Stars: Bryan Cranston, Aaron Paul, Dean Norris, Anna Gunn, Betsy Brandt, Jonathan Banks, Bob Odenkirk, RJ Mitte, Jesse Plemons, Laura Fraser
Since Breaking Bad's fifth and final season won't completely end until next summer, it's a bit unfair to evaluate half of creator Vince Gilligan's swan song against others shows' full seasons.
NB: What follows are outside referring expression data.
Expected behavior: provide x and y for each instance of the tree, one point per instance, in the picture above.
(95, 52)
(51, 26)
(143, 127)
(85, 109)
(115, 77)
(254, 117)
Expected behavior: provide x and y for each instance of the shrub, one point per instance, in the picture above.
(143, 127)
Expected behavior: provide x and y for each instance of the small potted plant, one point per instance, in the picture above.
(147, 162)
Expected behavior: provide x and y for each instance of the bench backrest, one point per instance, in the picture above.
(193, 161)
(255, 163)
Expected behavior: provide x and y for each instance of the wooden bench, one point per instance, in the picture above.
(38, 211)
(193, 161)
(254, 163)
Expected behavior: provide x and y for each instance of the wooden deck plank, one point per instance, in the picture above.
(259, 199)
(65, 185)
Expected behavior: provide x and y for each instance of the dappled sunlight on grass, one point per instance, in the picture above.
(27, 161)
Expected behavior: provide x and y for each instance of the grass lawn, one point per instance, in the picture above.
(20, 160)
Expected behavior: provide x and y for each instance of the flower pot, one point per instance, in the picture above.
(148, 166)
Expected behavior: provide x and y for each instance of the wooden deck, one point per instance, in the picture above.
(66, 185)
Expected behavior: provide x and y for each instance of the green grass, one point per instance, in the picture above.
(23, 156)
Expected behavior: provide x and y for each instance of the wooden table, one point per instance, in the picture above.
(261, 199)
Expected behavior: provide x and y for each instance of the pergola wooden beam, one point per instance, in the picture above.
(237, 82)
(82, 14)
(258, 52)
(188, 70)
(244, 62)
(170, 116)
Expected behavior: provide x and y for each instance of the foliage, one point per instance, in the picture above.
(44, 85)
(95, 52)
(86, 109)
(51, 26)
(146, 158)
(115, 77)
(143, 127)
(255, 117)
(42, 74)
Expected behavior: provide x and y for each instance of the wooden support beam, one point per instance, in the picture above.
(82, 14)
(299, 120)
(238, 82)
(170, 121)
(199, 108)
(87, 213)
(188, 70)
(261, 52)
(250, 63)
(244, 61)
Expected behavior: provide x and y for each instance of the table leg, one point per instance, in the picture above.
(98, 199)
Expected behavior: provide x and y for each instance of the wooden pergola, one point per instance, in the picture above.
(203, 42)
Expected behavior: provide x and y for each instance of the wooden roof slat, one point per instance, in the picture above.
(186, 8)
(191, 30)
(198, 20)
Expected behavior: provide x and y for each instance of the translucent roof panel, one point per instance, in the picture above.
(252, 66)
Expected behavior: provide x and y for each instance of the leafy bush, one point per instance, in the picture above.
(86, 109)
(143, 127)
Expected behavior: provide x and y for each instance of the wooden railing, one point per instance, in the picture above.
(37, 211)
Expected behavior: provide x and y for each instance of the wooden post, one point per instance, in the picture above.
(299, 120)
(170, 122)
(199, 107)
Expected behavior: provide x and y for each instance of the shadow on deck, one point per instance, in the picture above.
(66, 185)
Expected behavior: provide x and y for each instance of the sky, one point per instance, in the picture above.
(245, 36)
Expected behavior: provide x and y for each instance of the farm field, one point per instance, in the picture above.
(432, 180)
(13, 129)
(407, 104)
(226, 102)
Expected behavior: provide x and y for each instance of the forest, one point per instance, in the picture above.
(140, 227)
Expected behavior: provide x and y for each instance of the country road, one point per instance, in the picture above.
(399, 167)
Then again, eight episodes' worth of seeing Walter White's (Bryan Cranston, giving more Emmy-worthy performances) makeshift drug empire steadily crumble is better than most programs' entire 13-episode seasons. From the opening episode's wonderfully out-there magnet heist to the midseason finale's game-changing Hank (Dean Norris) development, Breaking Bad did a fine job of amplifying the dread.
Giving grizzled, scene-stealing co-star Jonathan Banks more screen-time was a masters' stroke executed by both Banks and Gilligan's creative team, and adding newcomer Jesse Plemons cleverly drove a seemingly unfixable wedge between Walt and Jesse (Aaron Paul). Not to mention, Plemons delivered one of Breaking Bad's most shocking, emotionally paralyzing moments—involving a handgun and a doomed little kid—at the end of the season's best hour, "Dead Freight."